Through myriad changes, the Ramblers have retained the ability to make old music seem new and new music seem old, in the process becoming a Tar Heel institution (and not just because their name is a riff on bluegrass forefather Charlie Poole’s Depression-era band, the North Carolina Ramblers). They headlined the first Festival for the Eno in 1980 and have since played everything from Broadway stages to military bases.

Enough time has gone by for the lineup to turn over completely a couple of times. Hicks and Watson had both departed by the mid-’80s, leaving Thompson to carry on with replacements. One was singer/songwriter Shawn Colvin, a member in her pre-pop-star days. Alzheimer’s forced Thompson’s retirement in the early ’90s; he died in 2003.

But they’ve been a model of stability the past quarter-century. Of the core quartet that still plays as the Ramblers (augmented by others onstage), Frank is “the new guy” – and he joined in 1987 as Colvin’s replacement. Through it all, a band-of-equals egalitarian spirit has served the Ramblers well, even if it left old-time purists confused.

“In the early days, we were criticized for that,” Herrick said. “I remember a guy coming up at a festival once and saying, ‘I don’t like it that all you guys talk onstage. You oughta get just one guy to do that.’ That struck us as something to ignore with all due haste and fervor. It’s probably got something to do with the band’s longevity.”

Co-founder Thompson has been absent from the Ramblers for nearly two decades. But in many ways, they still bear the larger-than-life mark he left behind.
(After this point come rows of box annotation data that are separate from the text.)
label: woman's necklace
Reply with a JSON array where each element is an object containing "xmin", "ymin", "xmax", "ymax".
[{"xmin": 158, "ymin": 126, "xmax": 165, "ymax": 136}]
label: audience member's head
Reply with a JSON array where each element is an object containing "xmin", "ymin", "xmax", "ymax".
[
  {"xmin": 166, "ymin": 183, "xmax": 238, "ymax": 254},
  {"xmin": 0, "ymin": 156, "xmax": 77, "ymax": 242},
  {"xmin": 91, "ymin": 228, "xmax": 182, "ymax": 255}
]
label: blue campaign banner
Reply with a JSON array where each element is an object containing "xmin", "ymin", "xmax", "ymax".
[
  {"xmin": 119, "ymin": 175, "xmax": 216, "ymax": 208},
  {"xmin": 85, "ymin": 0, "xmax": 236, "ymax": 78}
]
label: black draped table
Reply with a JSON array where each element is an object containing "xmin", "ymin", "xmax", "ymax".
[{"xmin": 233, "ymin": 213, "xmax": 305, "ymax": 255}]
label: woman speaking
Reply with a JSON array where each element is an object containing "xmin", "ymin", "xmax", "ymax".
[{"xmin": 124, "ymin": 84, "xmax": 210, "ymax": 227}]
“Tommy was a very deep and complex man,” Simpson said. “But onstage, his entire purpose was high musical style and wit and merriment. He suffused the band with that merriment quotient, which we couldn’t help but carry on. Tommy never vocalized such a thing – it’s just the way he led the troupe.”

Making music for movies

The Ramblers’ first four decades have seen some disappointments, including a planned Broadway run of their musical “Lone Star Love” that was canceled after a falling out with star Randy Quaid in 2007. But they’ve had a lot more triumphs, conquering Broadway with “Fool Moon” in the early ’90s and collaborating with numerous local and national theater and dance companies.

They’ve also had a long and fruitful association with director/playwright Sam Shepard. The Ramblers served as pit band for Shepard’s1985 stage production “A Lie of the Mind” (starring Harvey Keitel, among others). Shepard also put them onscreen as a medicine show band in 1994’s “Silent Tongue,” which was the late River Phoenix’s final film.
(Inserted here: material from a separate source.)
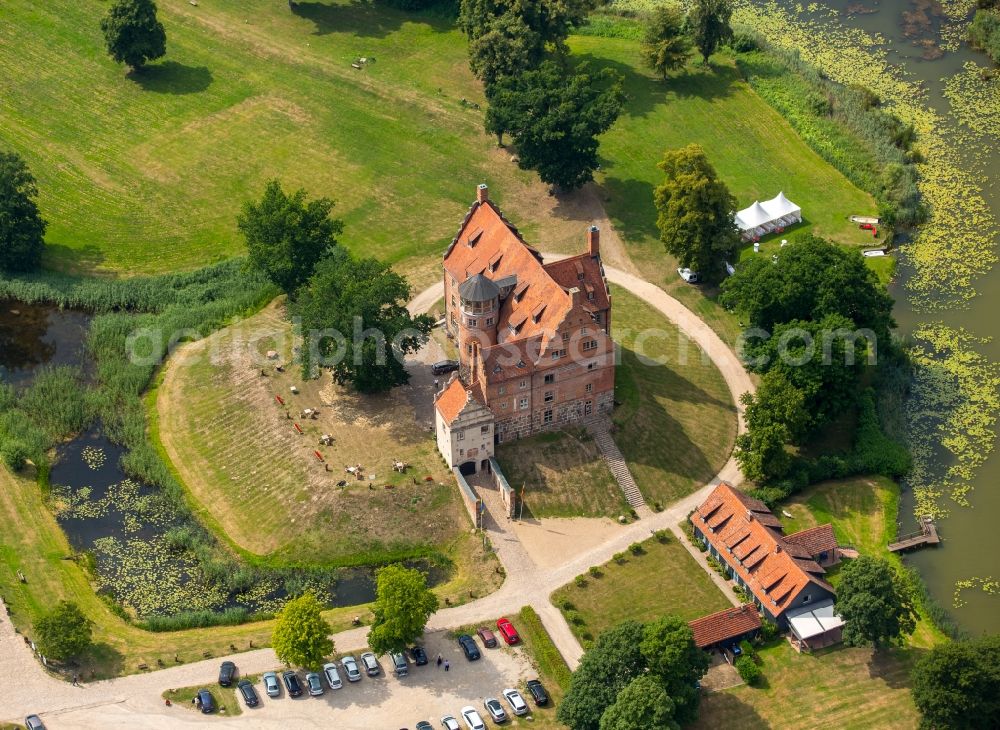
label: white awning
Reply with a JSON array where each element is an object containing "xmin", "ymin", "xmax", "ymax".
[{"xmin": 785, "ymin": 599, "xmax": 844, "ymax": 641}]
If all goes according to plan, more big-screen work could be down the road. There’s a feature film that Simpson is very keen to make happen, based on a North Carolina-centric book he doesn’t want to name just yet.
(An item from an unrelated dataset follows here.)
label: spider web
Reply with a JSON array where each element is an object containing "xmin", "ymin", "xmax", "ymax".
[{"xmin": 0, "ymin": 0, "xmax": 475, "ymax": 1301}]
“We wouldn’t direct it, but get it off the ground,” Simpson said. “Find the money, producer, director. And we’d do the soundtrack, maybe more. Sam (Shepard) put us in ‘Silent Tongue’ playing bit parts, so maybe some of that. Part of the fun of this anniversary is to reflect forward, think about things we want to do and different ways to put entertaining musical narratives onstage. A musical theater piece is different from a dance piece, is different from a concert in a big hall, is different from a concert in a club.”

The Ramblers have done all of that, and more.

“The playing is better now than it’s ever been,” Frank said. “We are unique in what we do, a niche of one. We’re not a bluegrass band or a string band or an old-time band or a Dixieland band, but all that and more. The bottom line is we like each other and have fun when we play, and we know each other so well. I can play with Clay Buckner better than anybody because I learned the tunes from him, and I always know when he’s ready to stop. It’s such a huge repertoire we’ve played over the years, and I feel like our best music is still to be played. I feel pretty good about that.”